OJK Fines Finance Influencer Belvin Tannadi Rp5.35 Billion for Stock Manipulation

by Priya Shah – Business Editor

Jakarta – Indonesia’s Financial Services Authority (OJK) has imposed a Rp5.35 billion (approximately $336,000 USD) fine on financial influencer Belvin Tannadi, known online as @belvinvvip, for manipulating stock trading and disseminating misleading information to the public.

The penalty stems from an investigation into Tannadi’s activities between 2021 and 2022, during which he allegedly promoted specific stocks on social media even as simultaneously engaging in transactions that contradicted his public recommendations, according to Hasan Fawzi, the Acting Head Executive of Capital Market Supervision, Derivatives Finance, and Carbon Exchange at the OJK.

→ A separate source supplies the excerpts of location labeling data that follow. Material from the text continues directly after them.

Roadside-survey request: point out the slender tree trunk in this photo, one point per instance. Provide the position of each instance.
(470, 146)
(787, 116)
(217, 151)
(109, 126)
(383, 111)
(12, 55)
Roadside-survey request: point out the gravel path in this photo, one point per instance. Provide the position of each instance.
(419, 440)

“Our examination team has found and proven that the influencer in question provided inaccurate information through social media regarding one or more stocks, or recommended buying or selling certain shares while simultaneously conducting transactions contrary to the information or recommendations he conveyed through social media,” Fawzi stated during a press conference at the Indonesia Stock Exchange (IDX) in Jakarta on Friday.

The OJK’s investigation focused on trading activity in three publicly listed companies: PT Agro Yasa Lestari Tbk (AYLS) between September 1 and September 27, 2021, and November 8 to December 29, 2021; PT MD Pictures Tbk (FILM) from January 12 to December 27, 2021; and PT Bintang Samudera Mandiri Lines Tbk (BSML) from March 8 to June 17, 2022. The OJK found that Tannadi utilized nominee accounts to create artificial demand and inflate stock prices, distorting market mechanisms.

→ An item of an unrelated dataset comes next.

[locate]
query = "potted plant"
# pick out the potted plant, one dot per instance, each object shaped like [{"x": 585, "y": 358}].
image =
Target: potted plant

“This is clearly an act of stock trading manipulation. This behavior creates a false impression of trading in these shares,” Fawzi added.

Beyond the substantial financial penalty, the OJK is considering restrictions on Tannadi’s social media activities. The agency is likewise reviewing the eligibility of the investment accounts used as nominees, potentially leading to further investigations and sanctions. The violations are based on articles 90, 91, and 92 of the Capital Market Law, as amended by articles 22 paragraphs 33, 34, and 35 of the Financial System Strengthening and National Economic Recovery Law (P2SK).